For decades, businesses have sought to automate back-office tasks, data entry, billing processes, and other repetitive workflows. But even as software has evolved, true end-to-end automation remains elusive for most enterprises. Now, with the rapid rise of Large Language Models (LLMs), and the emergence of “AI agents” capable of reasoning and acting autonomously, there’s a growing belief that 2025 might be the year we finally see a significant leap forward in enterprise automation.
Sam Altman has publicly stated that “in 2025, we may see the first AI agents join the workforce and materially change the output of companies,” while Marc Benioff is pivoting Salesforce toward “AgentForce” in anticipation of a future where many organizational processes are delegated to specialized agents. These predictions raise a central question: can AI agents overcome the complicated hurdles of real-world enterprise systems? In this article, we’ll examine the unique difficulties of enterprise automation and explore some of today’s promising (but still maturing) solutions. We’ll also share hands-on tests with a seemingly straightforward workflow in Salesforce (SFDC) — creating a reseller order for a new account — that reveals the complexity lurking behind the scenes.

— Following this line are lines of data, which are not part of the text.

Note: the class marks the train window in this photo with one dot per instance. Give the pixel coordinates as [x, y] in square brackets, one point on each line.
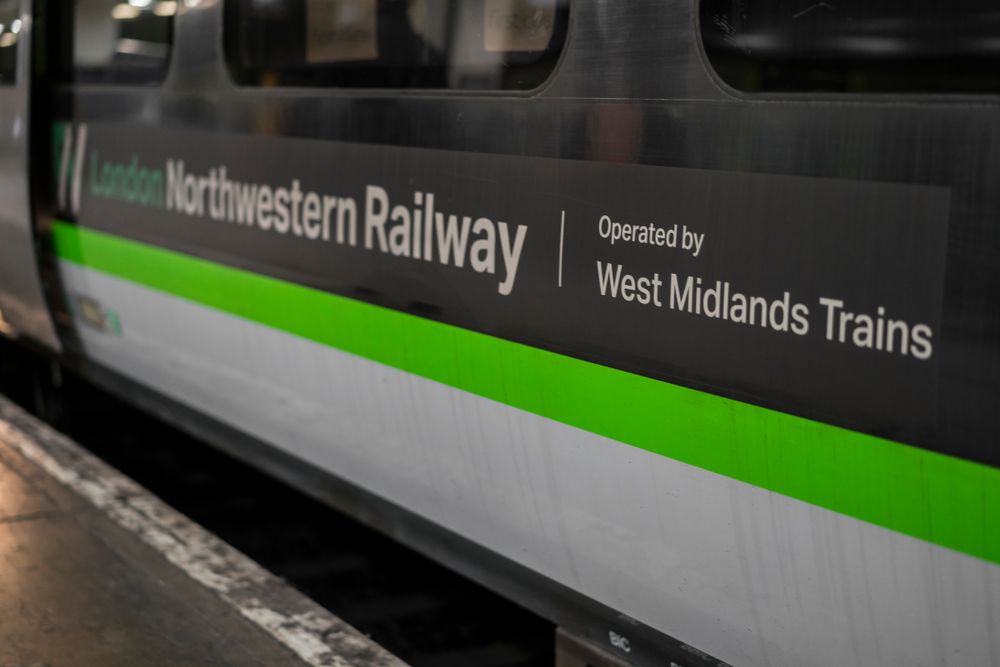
[459, 44]
[10, 29]
[121, 42]
[854, 46]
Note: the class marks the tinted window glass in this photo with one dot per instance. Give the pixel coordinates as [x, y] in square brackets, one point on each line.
[854, 46]
[10, 29]
[467, 44]
[121, 42]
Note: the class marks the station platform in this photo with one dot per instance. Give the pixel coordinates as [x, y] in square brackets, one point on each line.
[94, 570]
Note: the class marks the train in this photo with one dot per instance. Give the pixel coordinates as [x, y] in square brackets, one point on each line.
[677, 321]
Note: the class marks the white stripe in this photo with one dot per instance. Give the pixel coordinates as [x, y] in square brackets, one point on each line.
[81, 147]
[64, 165]
[749, 576]
[313, 634]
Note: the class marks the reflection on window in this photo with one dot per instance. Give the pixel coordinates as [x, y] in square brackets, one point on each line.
[10, 29]
[121, 42]
[466, 44]
[856, 46]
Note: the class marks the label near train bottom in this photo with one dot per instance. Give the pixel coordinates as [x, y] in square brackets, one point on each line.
[818, 296]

On paper, automating enterprise tasks sounds straightforward: spin up a script to log in, fill out forms, and click “submit.” In practice, the complexity is staggering. Enterprises rely on a myriad of systems of record like Salesforce, SAP, Oracle, and plenty of homegrown solutions. Each system has its own web of permissions, authentication flows, and custom business logic. What’s more, these systems are often heavily customized. It’s common to see specialized UIs, additional data fields, and bespoke workflows that differ from business to business.
According to a joint survey by MuleSoft and Deloitte, large enterprises may use an average of 976 different systems to support daily operations (source). This fragmentation means an automation tool must talk to multiple systems, each with its own nuance; some with robust APIs, others with none at all. Often, the simplest tasks involve bridging data across old, legacy applications and new cloud-based services. Even standard platforms like Salesforce can become labyrinthine once custom workflows and third-party integrations are in place.

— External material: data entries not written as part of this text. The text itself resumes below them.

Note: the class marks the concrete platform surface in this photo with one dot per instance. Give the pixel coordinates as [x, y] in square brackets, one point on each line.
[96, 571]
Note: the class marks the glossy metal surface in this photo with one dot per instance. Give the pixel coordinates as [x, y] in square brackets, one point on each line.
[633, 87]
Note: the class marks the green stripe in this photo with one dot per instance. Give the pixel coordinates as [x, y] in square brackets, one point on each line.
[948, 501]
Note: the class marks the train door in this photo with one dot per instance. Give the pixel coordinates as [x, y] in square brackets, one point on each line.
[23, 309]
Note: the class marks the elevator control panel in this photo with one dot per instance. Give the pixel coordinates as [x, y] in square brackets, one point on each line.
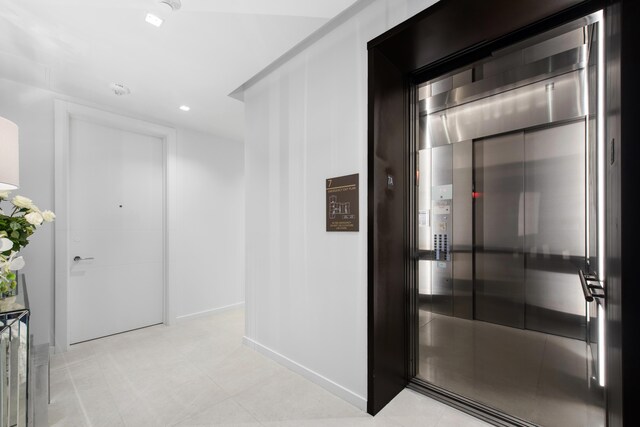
[441, 207]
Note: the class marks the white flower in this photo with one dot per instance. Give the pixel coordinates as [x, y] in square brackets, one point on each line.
[5, 244]
[34, 218]
[22, 202]
[16, 263]
[48, 216]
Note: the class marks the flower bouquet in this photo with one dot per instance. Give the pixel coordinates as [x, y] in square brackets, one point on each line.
[16, 226]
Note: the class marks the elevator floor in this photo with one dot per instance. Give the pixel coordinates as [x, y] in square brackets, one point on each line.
[540, 378]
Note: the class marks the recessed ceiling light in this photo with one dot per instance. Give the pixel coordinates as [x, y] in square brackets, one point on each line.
[154, 20]
[119, 89]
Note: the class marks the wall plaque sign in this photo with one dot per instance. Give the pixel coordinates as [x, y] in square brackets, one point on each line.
[342, 203]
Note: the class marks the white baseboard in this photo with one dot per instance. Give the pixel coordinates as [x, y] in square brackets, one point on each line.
[210, 311]
[343, 393]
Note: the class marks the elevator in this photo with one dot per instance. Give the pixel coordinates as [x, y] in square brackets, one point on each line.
[507, 229]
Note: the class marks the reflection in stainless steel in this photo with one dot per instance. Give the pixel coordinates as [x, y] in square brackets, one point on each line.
[525, 107]
[499, 257]
[511, 164]
[441, 206]
[462, 230]
[542, 69]
[554, 229]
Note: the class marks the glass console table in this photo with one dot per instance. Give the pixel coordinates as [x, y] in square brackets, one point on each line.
[14, 358]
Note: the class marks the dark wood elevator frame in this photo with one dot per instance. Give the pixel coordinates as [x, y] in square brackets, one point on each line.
[442, 38]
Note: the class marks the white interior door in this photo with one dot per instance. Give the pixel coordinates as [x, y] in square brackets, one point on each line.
[116, 217]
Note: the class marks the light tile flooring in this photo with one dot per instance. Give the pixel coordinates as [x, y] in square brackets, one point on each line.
[538, 377]
[198, 373]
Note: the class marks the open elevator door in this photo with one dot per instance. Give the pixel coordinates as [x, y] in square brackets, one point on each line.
[455, 32]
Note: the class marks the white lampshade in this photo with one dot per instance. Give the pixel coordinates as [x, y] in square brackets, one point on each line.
[9, 160]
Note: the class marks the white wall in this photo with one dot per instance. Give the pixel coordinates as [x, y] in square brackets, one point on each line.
[210, 259]
[306, 289]
[209, 234]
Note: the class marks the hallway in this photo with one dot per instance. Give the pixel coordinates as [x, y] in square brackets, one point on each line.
[198, 373]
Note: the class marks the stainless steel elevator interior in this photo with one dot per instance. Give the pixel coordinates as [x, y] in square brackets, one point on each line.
[509, 209]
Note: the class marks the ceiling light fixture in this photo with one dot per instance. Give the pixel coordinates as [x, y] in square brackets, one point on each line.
[119, 89]
[173, 4]
[154, 20]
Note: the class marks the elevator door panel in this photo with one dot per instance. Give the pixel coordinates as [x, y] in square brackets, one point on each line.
[499, 229]
[555, 229]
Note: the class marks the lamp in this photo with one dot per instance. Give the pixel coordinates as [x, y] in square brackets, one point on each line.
[9, 163]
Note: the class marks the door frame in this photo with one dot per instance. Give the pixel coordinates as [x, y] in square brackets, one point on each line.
[64, 112]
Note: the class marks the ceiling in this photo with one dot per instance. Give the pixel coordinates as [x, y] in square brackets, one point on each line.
[198, 56]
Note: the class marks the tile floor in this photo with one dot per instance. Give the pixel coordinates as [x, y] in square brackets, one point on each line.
[198, 373]
[538, 377]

Against this backdrop, LLM-powered agents promise a more flexible approach: they can parse data, reason about next steps, and even navigate complicated GUIs — at least in theory. But as you’ll see in the following example, the reality of getting an AI agent to do even a basic Salesforce workflow without human help is more complicated than many realize.
Picture you’re a sales associate at a bike manufacturing company that uses Salesforce. You’ve just sold 1 large Dynamo X1 bike for $5,000 to a new reseller called “Northern Trail Cycling”. Your job is to:
1 - Authenticate to Salesforce (with provided credentials).

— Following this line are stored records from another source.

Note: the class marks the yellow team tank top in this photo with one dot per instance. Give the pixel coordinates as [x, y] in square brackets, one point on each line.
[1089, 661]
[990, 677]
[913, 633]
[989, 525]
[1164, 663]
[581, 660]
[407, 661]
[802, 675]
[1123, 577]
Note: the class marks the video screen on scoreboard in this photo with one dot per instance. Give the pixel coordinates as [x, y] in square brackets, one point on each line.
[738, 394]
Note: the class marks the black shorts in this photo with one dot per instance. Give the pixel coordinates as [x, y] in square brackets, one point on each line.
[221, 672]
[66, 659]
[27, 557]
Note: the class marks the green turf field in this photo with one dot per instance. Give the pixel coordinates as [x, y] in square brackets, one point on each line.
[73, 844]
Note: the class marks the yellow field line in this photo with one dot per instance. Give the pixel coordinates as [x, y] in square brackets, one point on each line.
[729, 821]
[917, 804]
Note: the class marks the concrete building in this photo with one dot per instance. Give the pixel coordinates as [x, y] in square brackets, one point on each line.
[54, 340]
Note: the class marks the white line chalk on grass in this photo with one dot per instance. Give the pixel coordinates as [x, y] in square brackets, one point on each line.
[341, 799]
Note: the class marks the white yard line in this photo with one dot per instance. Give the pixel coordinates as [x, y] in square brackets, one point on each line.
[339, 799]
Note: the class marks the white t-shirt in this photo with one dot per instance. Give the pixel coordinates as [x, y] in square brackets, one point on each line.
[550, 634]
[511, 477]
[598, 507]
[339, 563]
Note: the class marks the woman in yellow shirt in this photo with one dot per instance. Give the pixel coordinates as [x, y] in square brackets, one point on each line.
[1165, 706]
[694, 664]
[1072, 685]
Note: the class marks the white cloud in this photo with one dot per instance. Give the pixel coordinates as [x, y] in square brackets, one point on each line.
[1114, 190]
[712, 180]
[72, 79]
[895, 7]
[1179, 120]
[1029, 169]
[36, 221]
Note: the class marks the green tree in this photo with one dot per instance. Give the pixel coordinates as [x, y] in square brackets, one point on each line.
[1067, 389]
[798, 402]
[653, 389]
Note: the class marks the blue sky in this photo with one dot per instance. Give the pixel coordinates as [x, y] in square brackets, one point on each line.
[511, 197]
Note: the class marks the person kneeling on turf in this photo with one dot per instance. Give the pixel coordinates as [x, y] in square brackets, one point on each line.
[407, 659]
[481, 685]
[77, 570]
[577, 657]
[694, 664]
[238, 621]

2 - Create a new account for the reseller.
3 - Create a reseller order and add the line item (the bike).
4 - Submit that order to manufacturing for approval.
For a successful execution, we’re expecting the final result to look like follow:
It seems simple enough, but the devil is in the details. The company’s Salesforce instance is customized: it uses a custom “reseller order” object and flow, a special drag-and-drop feature for adding products, and a hidden “submit to manufacturing” step with no clear labeling. I tested this scenario using several emerging AI-driven automation approaches to see how they measure up.
Claude Computer Use is a new feature from Anthropic, introduced with Claude 3.5 Sonnet v2. It takes the standard LLM function-calling paradigm a step further by giving Claude an entire containerized desktop environment to “see” and “control.” It can capture screenshots, interpret them via visual/spatial reasoning, and perform OS-level actions like mouse clicks, scrolls, and keystrokes.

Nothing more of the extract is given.